Investigational Drug
Camizestrant (AZD9833; AZ 14066724; UNII-JUP57A8EPZ) is an investigational, next‑generation, oral selective estrogen receptor degrader (SERD) and complete ER antagonist being developed for estrogen receptor–positive (ER+), HER2‑negative breast cancer. In October 2024, the randomized phase 2 SERENA‑2 trial reported significantly longer progression‑free survival (PFS) for camizestrant vs fulvestrant. In June 2025, the phase 3 SERENA‑6 trial showed a clinically meaningful PFS benefit when patients with emergent ESR1 mutations switched from an aromatase inhibitor (AI) to camizestrant while continuing their CDK4/6 inhibitor; the FDA granted Breakthrough Therapy designation based on these results. (thelancet.com)
Phase 3 (SERENA‑6; first‑line, ctDNA‑guided switch on emergent ESR1 mutation): Switching to camizestrant (75 mg daily) plus the same CDK4/6 inhibitor significantly prolonged PFS vs continuing AI plus CDK4/6 inhibitor (median 16.0 vs 9.2 months; HR 0.44, P<0.0001). Benefit was consistent across CDK4/6 partners and subgroups. Patient‑reported global health status and pain deterioration were also delayed (exploratory). Overall‑survival data were immature at the time of reporting. (biospace.com)
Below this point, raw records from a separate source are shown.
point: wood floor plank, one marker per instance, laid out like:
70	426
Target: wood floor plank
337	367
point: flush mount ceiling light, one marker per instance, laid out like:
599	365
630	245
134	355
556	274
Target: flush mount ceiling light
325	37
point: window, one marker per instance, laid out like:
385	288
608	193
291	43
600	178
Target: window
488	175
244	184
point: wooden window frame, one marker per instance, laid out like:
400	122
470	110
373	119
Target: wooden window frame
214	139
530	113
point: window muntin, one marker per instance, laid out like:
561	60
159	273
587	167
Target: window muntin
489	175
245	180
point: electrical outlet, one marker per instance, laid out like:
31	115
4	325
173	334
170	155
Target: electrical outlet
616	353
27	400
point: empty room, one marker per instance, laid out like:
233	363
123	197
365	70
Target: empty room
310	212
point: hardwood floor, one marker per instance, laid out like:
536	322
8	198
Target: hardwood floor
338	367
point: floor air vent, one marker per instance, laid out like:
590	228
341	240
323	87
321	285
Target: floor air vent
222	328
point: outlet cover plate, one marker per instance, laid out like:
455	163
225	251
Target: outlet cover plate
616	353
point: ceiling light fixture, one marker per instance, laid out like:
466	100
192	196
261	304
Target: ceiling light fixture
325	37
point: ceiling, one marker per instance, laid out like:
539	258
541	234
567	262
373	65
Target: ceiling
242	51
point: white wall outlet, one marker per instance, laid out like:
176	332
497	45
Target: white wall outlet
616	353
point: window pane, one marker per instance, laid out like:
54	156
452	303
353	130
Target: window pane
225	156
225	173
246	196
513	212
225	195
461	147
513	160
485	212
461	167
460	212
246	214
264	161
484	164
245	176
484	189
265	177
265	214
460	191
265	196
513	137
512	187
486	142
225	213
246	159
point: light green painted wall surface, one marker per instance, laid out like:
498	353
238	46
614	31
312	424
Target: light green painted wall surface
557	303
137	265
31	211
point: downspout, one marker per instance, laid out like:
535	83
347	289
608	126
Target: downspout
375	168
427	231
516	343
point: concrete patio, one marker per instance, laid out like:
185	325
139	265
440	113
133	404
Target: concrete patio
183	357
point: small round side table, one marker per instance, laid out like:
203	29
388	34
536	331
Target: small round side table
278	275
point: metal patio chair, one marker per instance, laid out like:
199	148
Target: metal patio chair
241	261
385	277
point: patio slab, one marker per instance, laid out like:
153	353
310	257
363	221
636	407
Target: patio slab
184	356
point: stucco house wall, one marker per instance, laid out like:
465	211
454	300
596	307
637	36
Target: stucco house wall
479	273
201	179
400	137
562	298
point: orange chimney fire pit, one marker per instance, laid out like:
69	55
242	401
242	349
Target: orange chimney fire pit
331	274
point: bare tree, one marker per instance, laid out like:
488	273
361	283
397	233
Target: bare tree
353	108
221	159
Phase 2 (SERENA‑2; postmenopausal ER+/HER2− advanced disease after ≤1 prior endocrine therapy): Camizestrant improved investigator‑assessed PFS vs fulvestrant. Median PFS: 7.2 months (75 mg), 7.7 months (150 mg) vs 3.7 months (fulvestrant); HR 0.59 and 0.64, respectively. Objective response rate: 16%–17% (camizestrant) vs 12% (fulvestrant). In an exploratory analysis of patients with baseline ESR1 mutations, median PFS was 8.0 vs 2.2 months; HR 0.44. (thelancet.com)
Class‑consistent and mostly low‑grade adverse events. In SERENA‑2, treatment‑related AEs occurred in 53% (75 mg) and 67% (150 mg) with camizestrant vs 18% with fulvestrant; grade ≥3 treatment‑related AEs were uncommon (≈1%–3%). Distinctive events with camizestrant included photopsia (any‑grade: ~12% at 75 mg; ~25% at 150 mg) and bradycardia, typically grade 1–2 and not leading to discontinuation. (thelancet.com)
In SERENA‑6, safety of camizestrant plus CDK4/6 inhibitors aligned with known profiles; more neutropenia was observed in the camizestrant arm, likely reflecting longer CDK4/6 exposure; photopsia was reported but mainly mild. Discontinuations due to AEs were low (≈1%–2%). (ascopost.com)
Notes: Camizestrant remains investigational as of October 2025; regulatory status and overall‑survival outcomes are pending further updates from ongoing phase 3 programs. (medthority.com)
Last updated: Oct 2025
Found 2 active trials using this drug:
HealthScout AI summary: This trial enrolls adults with untreated, locally advanced or metastatic HR-positive, HER2-negative breast cancer and germline BRCA1, BRCA2, or PALB2 mutations, to compare saruparib (a PARP1-selective inhibitor) plus camizestrant (an oral SERD) versus physician's choice of CDK4/6 inhibitor plus endocrine therapy or plus camizestrant as first-line treatment.
ClinicalTrials.gov ID: NCT06380751
HealthScout AI summary: Eligible patients are adult women with ER-positive, HER2-negative advanced breast cancer previously treated with CDK4/6 inhibitors or with metastatic high-grade serous ovarian cancer previously treated with platinum-based chemotherapy. The trial investigates AZD8421, an oral CDK2 inhibitor, as monotherapy or in combination with either camizestrant (oral SERD) or a CDK4/6 inhibitor.